Arístides se empujó las gafas hacia arriba sujetando el puente con dos dedos.
—Me debo marchar —insistió.
—¡Ah, tonterías, camarada!
—¿No arriesgas mucho volviendo a Portugal?
—Eh, supongo que sí, Manoel, pero algo de influencia tengo y estoy seguro de que podré hablar con Oliveira Salazar para explicarle las razones humanitarias de cuanto estamos haciendo.
—No, Arístides, si te llaman a Lisboa es porque te castigan, no porque te premian, ¿no? Tú mismo lo has dicho: demasiados visados.
—Pues antes de irme, ainda tengo de firmar más —dijo en tono firme. Y es bien cierto que el día en que se marchaba de Burdeos un par de semanas más tarde, mientras bajaba por la escalera del consulado iba firmando visados en los centenares de pasaportes que le tendía la gente como si esperaran milagros de aquel simple gesto. Arístides de Sousa Mendes.
—¡Así me gusta! —exclamó Domingo.
En ese momento ninguno de nosotros podía siquiera imaginar el castigo que le tenía reservado el primer ministro portugués. Años después, cuando lo visité en su casona del Alentejo, Arístides era un hombre físicamente acabado, por más que conservara en la mirada la determinación asustada de un verdadero héroe. Oliveira Salazar se había asegurado de que no tuviera más trabajo; no ya en el servicio exterior de su país: en cualquier ocupación remunerada, por ver de arruinarlo y después matarlo de hambre. ¡Qué tipo más miserable, Salazar! Y qué tipo Arístides. Todos lo habíamos juzgado insuficientemente, ninguno habíamos medido con precisión la fortaleza de su alma. Sólo Mme. Cibial seguía impertérrita a su lado. Y también sus hijos. Y doña Angelina, cada día más fea y más llorona (yo creo que ella seguía ahí sólo porque no tenía otro sitio en el que caer muerta de celos y tristeza).

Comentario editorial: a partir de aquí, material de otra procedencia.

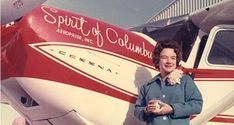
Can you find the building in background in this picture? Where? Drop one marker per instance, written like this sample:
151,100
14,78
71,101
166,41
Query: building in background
182,7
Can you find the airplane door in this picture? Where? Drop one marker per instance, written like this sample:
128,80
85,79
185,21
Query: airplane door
215,74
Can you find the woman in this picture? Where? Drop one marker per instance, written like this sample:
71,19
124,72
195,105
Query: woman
171,96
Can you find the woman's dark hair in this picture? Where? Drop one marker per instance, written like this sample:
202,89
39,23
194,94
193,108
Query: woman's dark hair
166,44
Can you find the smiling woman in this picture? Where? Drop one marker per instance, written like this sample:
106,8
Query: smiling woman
161,100
133,12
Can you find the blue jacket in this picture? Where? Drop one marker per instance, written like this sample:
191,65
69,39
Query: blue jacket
185,99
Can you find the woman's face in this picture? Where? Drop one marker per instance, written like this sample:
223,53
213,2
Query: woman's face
167,62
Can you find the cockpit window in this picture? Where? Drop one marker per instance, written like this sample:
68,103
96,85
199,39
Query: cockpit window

Un inusitado golpe de ingenio (de fortuna, en realidad) me hizo resolver un problema logístico fundamental planteado al GVC desde el primer momento: la necesidad de disponer con rapidez de un número suficiente de pasquines para su distribución. Cuantos más fuéramos quienes nos ocupáramos de redactar y copiar a mano nuestros «periódicos», mayor sería el riesgo de ser descubiertos y peor sería la eficacia de nuestra labor de resistencia.
El primer ejemplar de Liberté que había caído en nuestras manos consistía en dos hojas mimeografiadas. Para mimeografiar se necesitaban una máquina de escribir, unos clichés en los que escribir el texto y, sobre todo, un ciclostil. La máquina de escribir era relativamente fácil de conseguir; cualquiera de nosotros en cualquier mesa de cualquier periodista podría redactar el más incendiario de los textos sin levantar sospechas. Pero ¿y los clichés? ¿Y la multicopista? Supuse enseguida que el autor de Liberté sería un funcionario de cualquiera de los ministerios de Vichy, con acceso, por consiguiente, al material necesario para desarrollar su clandestina labor. No quise investigar o aventurar cuál, porque imaginé que el Deuxième Bureau estaría sobre su pista y no quería verme mezclado en lo que, sin duda, acabaría ocurriéndole.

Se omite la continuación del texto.